PySpark SQL Tutorial - A Complete Guide

PySpark SQL is Apache Spark's module for structured data processing, providing a programming interface for working with structured and semi-structured data. While pandas excels at small to medium...

Key Insights

  • PySpark SQL combines the simplicity of SQL with distributed computing power, making it essential for processing datasets that exceed single-machine memory limits—typically anything over 100GB that would crash pandas.
  • The DataFrame API and SQL interface are interchangeable and can be mixed freely, letting you use whichever approach fits your team’s skills while maintaining the same performance characteristics.
  • Proper partitioning, caching, and broadcast joins can improve query performance by 10-100x, but premature optimization wastes time—always check execution plans with explain() before optimizing.

Introduction to PySpark SQL

PySpark SQL is Apache Spark’s module for structured data processing, providing a programming interface for working with structured and semi-structured data.

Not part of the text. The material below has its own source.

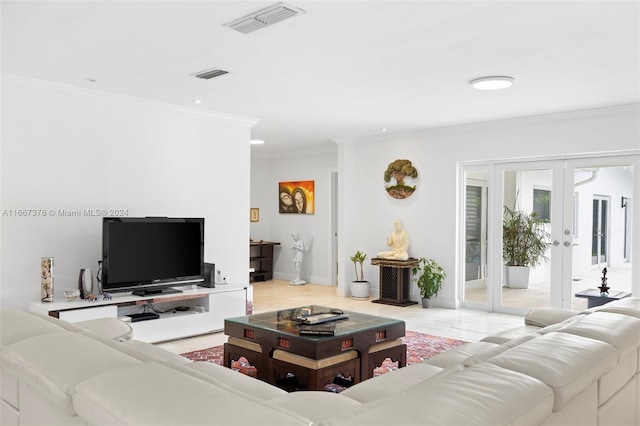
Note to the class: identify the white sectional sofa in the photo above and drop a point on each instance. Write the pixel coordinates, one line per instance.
(559, 368)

While pandas excels at small to medium datasets that fit in memory, PySpark SQL shines when you’re dealing with data that spans hundreds of gigabytes or terabytes across multiple machines.

The critical difference between PySpark DataFrames and RDDs (Resilient Distributed Datasets) is that DataFrames are built on top of RDDs with a schema-aware structure. This schema awareness enables Spark’s Catalyst optimizer to generate efficient execution plans, while RDDs require you to manually optimize transformations. Unless you’re doing something extremely specialized, stick with DataFrames.

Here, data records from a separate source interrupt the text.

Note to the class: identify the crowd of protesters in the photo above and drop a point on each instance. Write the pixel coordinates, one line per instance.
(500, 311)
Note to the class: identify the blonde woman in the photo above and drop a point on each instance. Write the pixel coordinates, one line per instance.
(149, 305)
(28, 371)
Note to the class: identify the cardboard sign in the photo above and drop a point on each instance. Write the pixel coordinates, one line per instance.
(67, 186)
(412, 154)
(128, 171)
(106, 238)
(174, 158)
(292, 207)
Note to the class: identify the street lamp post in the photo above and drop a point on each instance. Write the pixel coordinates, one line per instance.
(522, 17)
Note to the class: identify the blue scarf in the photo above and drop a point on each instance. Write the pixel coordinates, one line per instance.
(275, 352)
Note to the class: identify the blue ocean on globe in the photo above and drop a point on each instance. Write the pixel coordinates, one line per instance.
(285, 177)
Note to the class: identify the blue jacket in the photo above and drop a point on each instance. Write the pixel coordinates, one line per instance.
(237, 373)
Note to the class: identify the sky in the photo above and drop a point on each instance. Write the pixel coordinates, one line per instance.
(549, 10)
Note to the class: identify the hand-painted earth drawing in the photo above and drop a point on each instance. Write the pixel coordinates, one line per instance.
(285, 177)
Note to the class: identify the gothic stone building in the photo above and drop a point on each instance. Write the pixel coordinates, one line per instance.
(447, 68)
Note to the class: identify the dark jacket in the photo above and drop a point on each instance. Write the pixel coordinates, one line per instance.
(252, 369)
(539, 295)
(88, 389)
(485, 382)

Choose PySpark SQL when your data exceeds single-machine memory, you need horizontal scaling, or you’re processing data in a distributed environment like Databricks, EMR, or on-premises Hadoop clusters. For datasets under 50GB with simple transformations, pandas is usually faster and simpler.

from pyspark.sql import SparkSession

# Initialize SparkSession - the entry point for PySpark SQL
spark = SparkSession.builder \
    .appName("PySpark SQL Tutorial") \
    .config("spark.sql.shuffle.partitions", "200") \
    .getOrCreate()

# Verify it's working
print(spark.version)

Creating and Loading DataFrames

PySpark SQL supports reading from CSV, JSON, Parquet, Avro, ORC, and JDBC sources. Schema inference is convenient for exploration but costs performance in production—always define explicit schemas for production pipelines.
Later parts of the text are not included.